Data sampling is crucial in supervised land cover mapping based on imbalanced data [42]. Previous research has dealt with class imbalance problems using data or algorithm-level methods [43]. The data-level methods modify the distribution and degree of imbalance of classes in the training dataset to fit the configurations of standard classifiers, while the algorithm-level methods modify the classifiers [43,44]. Two data modification methods used are undersampling and oversampling [32]. The former balances data by removing points from the majority class, while the latter duplicates points from the minority class [44,45]. Based on the existing remote sensing literature, much attention has been given to improving the accuracy of minority classes [29]. However, this study is built on the assumption that all crops are equally crucial in small-scale farming and must be recognized to allow efficient farm management practices [44]. Hence, the study employed undersampling techniques to retain the in-situ data and prevent the loss of crucial samples from the imbalanced dataset [46]. This was achieved by applying a RandomUnderSampler, a non-heuristic approach (naïve sampling) that selects samples from the majority class to balance the class distribution [44].

In this study, the collected in-situ data is presented as Dataset 7 in Table 2 and consist of an imbalanced class ratio of 2:3, whereby the common (i.e., majority) species had more samples than the less common (i.e., minority) species. Six different sampling strategies were applied to generate new datasets from the original dataset, consisting of decreased imbalanced ratio and balanced class distribution (Table 1). Firstly, two balanced datasets (i.e., Dataset 1 and Dataset 2) were extracted, consisting of 100 and 150 balanced points

Secondly, the imbalanced ratio on the original dataset was decreased by extracting four datasets using sampling strategies based on percentages (i.e., 40%, 50%, 60%, and 70%) and probability sampling. These strategies resulted in the formation of Dataset 3, Dataset 4, Dataset 5, and Dataset 6, respectively.

The sampling procedures were carried out using Imbalanced-Learn, a Python toolbox designed to handle problems associated with imbalanced datasets [47].

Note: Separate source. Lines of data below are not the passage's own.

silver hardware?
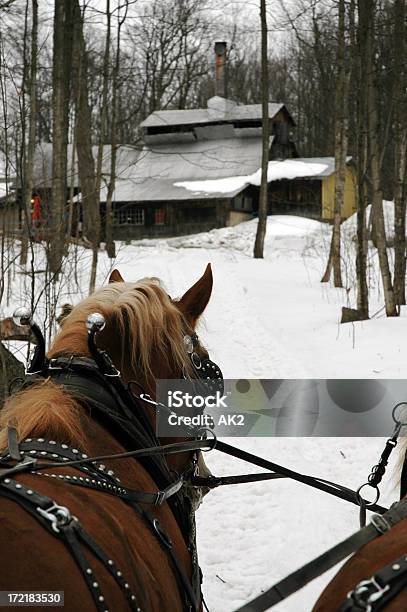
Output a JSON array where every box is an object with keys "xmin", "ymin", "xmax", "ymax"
[
  {"xmin": 348, "ymin": 576, "xmax": 390, "ymax": 612},
  {"xmin": 37, "ymin": 503, "xmax": 74, "ymax": 533},
  {"xmin": 183, "ymin": 335, "xmax": 194, "ymax": 355},
  {"xmin": 13, "ymin": 306, "xmax": 31, "ymax": 327},
  {"xmin": 191, "ymin": 353, "xmax": 202, "ymax": 370}
]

This toolbox consists of different libraries, where Scikit-Learn and RandomUnderSampler were used to sample the datasets in this study. Seven experiments of training datasets, including the original dataset, were tested to select the best model for mapping fruit-tree crops and co-existing land-use types in our study regions. The dataset was randomly divided into 70% training and 30% validation datasets for each class. All datasets were cross-validated to detect the behaviour of different classifiers on different samplings.

2.3.3. Remote Sensing Data Acquisition and Pre-Processing

Sentinel-2A (S2A) and Sentinel-2B (S2B) are a constellation of two polar-orbiting sensors placed in the same sun-synchronous orbit with the same sensor configurations. Both are equipped with a multi-spectral imaging (MSI) sensor. The imagery acquired from the two sensors is freely available from the European Space Agency (ESA) Copernicus Open Access Hub website (https://scihub.copernicus.eu/). The MSI sensor consists of 13 spectral bands ranging from visible and near-infrared (VNIR) to the shortwave infrared (SWIR) region (Table 2) [48]. The image has a wide-swath width of 290 km with 13 spectral bands consisting of three spatial resolutions (10 m, 20 m, 60 m). The 10 m spatial resolution bands (Blue: B2, Green: B3, Red: B4, NIR: B8) are centered at 490 nm, 560 nm, 665 nm, and 842 nm, and the 20 m spatial resolutions bands (Red Edge_1: B5, Red Edge_2: B6, Red Edge_3: B7, Narrow NIR: B8a, SWIR_1: B11, SWIR: B12) are located at 705 nm, 740 nm, 783 nm, 865 nm, 1,610 nm, and 2,190 nm. The 60 m spatial resolution bands (coastal aerosol: B1, water vapor: B9, SWIR-cirrus: B10) are located at 443 nm, 945 nm, and 1, 375 nm, respectively (Table 1). Additionally, it consists of two spectral bands that were systematically positioned in the red-edge position (REP). These bands are sensitive to chlorophyll content and are essential for crop mapping [35]. The temporal resolution between the two sensors is five days allowing for continuous crop mapping throughout the growing season [22].

Pre-processing of S2 data involves atmospheric corrections, geometric rectification, and radiometric calibration. In this study, the pre-processing was executed using a level 2A Prototype processor (SEN2COR) version 2.5.5 processing module in the ESA SNAP toolbox [35]. Specifically, the atmospheric/topographic correction for satellite imagery (ATCOR) algorithm within the SEN2COR toolbox was applied to correct the image [22,34]. All of the S2 band images were resampled to a 10 m spatial resolution using a nearest neighbor resampling method.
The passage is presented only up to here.